Octofitter.sbctrial(model.system, settings, outname);
println("done $sbc_index")

SBC Analysis Script

using Octofitter
using DataFrames
using MCMCChains
using TOML
using CairoMakie



# These are the variables we would like to examine
vars = [
    :b_a,
    :b_i,
    :b_e,
    :b_Ω,
    :b_ω,
    :b_τ,
    :M,
    :plx,
]

# Load statistics from each trial

# Get list of trials
rankfnames = filter(endswith("rank_stats.toml"), readdir())
chainnames = filter(endswith("chains.fits"), readdir())

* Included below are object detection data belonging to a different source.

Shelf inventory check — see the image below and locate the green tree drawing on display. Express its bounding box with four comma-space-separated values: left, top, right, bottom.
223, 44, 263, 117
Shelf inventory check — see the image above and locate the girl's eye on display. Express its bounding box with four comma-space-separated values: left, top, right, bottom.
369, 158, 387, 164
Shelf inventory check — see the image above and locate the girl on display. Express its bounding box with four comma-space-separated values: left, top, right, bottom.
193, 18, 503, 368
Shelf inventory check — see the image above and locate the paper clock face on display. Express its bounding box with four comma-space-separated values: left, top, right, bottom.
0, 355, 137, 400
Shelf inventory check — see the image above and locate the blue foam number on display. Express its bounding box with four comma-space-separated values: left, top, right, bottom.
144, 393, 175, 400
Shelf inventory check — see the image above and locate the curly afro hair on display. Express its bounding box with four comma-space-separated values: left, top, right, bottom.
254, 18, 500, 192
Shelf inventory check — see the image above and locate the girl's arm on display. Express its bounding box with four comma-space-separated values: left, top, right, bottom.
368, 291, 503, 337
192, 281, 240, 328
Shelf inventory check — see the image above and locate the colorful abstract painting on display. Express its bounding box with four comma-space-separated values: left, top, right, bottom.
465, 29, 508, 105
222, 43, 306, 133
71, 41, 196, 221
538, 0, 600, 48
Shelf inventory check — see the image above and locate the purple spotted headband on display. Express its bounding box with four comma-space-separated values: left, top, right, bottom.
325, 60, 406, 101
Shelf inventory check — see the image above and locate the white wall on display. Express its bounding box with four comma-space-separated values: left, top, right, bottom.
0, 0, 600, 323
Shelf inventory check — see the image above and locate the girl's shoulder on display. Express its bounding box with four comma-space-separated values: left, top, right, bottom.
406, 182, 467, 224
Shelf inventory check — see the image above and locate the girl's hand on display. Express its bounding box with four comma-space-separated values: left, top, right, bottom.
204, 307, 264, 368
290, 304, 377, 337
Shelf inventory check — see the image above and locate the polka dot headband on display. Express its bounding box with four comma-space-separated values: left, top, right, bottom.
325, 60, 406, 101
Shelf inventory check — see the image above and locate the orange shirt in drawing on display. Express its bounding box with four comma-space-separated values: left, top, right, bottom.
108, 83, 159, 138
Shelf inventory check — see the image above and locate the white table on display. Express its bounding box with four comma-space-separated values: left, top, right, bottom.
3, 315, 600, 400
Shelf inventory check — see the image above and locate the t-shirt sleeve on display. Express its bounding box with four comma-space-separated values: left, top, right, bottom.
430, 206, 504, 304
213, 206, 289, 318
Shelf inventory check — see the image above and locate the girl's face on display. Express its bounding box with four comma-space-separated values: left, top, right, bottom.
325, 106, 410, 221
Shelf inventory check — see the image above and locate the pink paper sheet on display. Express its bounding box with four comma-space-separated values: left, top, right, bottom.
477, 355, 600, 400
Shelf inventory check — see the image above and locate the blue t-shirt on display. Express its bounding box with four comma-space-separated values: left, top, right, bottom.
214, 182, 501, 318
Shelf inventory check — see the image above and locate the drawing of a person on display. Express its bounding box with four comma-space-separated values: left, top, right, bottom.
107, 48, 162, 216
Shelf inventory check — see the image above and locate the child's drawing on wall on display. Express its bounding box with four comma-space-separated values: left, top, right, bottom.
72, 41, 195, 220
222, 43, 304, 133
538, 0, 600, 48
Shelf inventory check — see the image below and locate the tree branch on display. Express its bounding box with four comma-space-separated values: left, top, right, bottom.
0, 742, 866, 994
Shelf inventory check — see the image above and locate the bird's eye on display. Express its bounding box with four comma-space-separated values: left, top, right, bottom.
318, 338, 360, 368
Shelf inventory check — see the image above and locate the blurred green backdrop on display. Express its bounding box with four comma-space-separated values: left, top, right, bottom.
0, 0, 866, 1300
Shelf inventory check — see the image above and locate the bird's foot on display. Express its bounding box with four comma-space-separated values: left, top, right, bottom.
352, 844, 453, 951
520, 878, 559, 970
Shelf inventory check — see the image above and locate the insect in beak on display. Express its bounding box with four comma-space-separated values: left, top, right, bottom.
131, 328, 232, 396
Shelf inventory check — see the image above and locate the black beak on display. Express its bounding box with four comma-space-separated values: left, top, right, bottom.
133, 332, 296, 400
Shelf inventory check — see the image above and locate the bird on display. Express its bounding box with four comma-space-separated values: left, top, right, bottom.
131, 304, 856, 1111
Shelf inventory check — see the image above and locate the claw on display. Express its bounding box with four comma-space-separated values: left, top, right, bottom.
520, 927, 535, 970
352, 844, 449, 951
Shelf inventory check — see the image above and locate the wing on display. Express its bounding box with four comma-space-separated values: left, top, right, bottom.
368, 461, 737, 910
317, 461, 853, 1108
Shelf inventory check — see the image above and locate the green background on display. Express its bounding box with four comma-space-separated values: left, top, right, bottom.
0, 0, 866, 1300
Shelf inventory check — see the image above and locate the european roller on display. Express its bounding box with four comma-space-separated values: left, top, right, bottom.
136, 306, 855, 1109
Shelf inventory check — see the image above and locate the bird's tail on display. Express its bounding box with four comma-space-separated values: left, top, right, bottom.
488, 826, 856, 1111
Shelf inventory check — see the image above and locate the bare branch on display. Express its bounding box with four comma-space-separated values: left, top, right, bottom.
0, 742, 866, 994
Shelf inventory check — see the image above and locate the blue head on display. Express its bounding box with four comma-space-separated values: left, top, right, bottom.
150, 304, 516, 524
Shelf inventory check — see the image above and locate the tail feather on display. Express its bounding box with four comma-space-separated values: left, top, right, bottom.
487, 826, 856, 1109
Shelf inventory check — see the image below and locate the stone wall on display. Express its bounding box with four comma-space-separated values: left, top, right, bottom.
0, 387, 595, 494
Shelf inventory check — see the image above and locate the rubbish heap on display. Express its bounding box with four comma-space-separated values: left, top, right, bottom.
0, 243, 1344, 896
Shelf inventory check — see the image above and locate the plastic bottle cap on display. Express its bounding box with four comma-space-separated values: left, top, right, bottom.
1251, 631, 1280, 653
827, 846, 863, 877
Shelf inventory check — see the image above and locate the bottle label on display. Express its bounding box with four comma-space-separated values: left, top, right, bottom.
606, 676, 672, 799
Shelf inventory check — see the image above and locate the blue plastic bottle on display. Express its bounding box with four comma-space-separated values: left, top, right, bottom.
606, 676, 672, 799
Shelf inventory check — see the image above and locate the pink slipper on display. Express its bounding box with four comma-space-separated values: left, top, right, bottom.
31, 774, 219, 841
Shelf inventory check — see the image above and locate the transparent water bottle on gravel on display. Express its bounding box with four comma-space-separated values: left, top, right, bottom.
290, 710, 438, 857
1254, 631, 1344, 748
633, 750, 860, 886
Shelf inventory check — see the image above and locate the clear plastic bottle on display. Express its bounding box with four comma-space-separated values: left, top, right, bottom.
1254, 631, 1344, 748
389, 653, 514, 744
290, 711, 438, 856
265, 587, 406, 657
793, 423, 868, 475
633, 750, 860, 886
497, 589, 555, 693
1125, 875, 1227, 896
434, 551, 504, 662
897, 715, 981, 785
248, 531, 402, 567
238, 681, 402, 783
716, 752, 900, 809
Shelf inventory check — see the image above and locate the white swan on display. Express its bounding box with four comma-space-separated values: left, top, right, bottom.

# Check RHat convergence criteria of each posterior.
ii = findall(map(eachindex(chainnames)) do i
    chainfname = chainnames[i]
    chn = Octofitter.loadchain(chainfname)
    rhats = MCMCChains.rhat(chn)[vars][:,2]
    passed = maximum(abs, 1 .- rhats) .< 0.2
    if !passed 
        @warn "Trial $(chainnames[i]) skipped due to poor convergence"
    end
    return passed
end)

# gather rank statistics
ranks = DataFrame(map(rankfnames[ii]) do rankfname
    NamedTuple(Symbol(k)=>float(v) for (k,v) in TOML.parsefile(rankfname))
end)

# How many bins per histogram
nbins=floor(Int, sqrt(length(ii)))

# How many columns for figure
cols = 4



fig = Figure(
    size=(225cols,200cld(length(vars),cols))
)


for i in eachindex(vars)
    col = mod1(i,cols)
    row = fld1(i,cols)
    ax = Axis(
        fig[row,col];
        xlabel="rank",
        ylabel="counts",
        title=string(vars[i]),
        xgridvisible=false,
        ygridvisible=false,
        yaxisposition= col < cols ? :left : :right
    )
    # nbins=25
    xlims!(ax, 0, 100)
    bin_edges = range(start=0,stop=100+0.001,length=nbins)#.*10
    hist!(ax, getproperty(ranks, vars[i]), bins=bin_edges, color=Makie.wong_colors()[2])
    expected = size(ranks,1)/nbins
    p = Poisson(expected)
    hspan!(ax,
        quantile(p, [0.02,0.98])...,
        color=(:black,0.15)
    )
    ylims!(ax, low=0, high=quantile(p, 0.999))

    row == 1 && Makie.hidexdecorations!(ax)
    1 < col < cols && Makie.hideydecorations!(ax)
end
Makie.colgap!.((fig.layout,), 1:(cols-1), 30.0)
save("sbc-summary.png", fig)
save("sbc-summary.pdf", fig)
save("sbc-summary.svg", fig)
fig

For a perfectly unbiased model & sampling algorith, the histogram bins should be flat to within about the ±1σ shaded expected region.

In this example and model, see that the inclination parameter estimates are under confident. That is, on average the computed marginal posterior of the inclination parameter is slightly too wide and the true uncertainty is lower.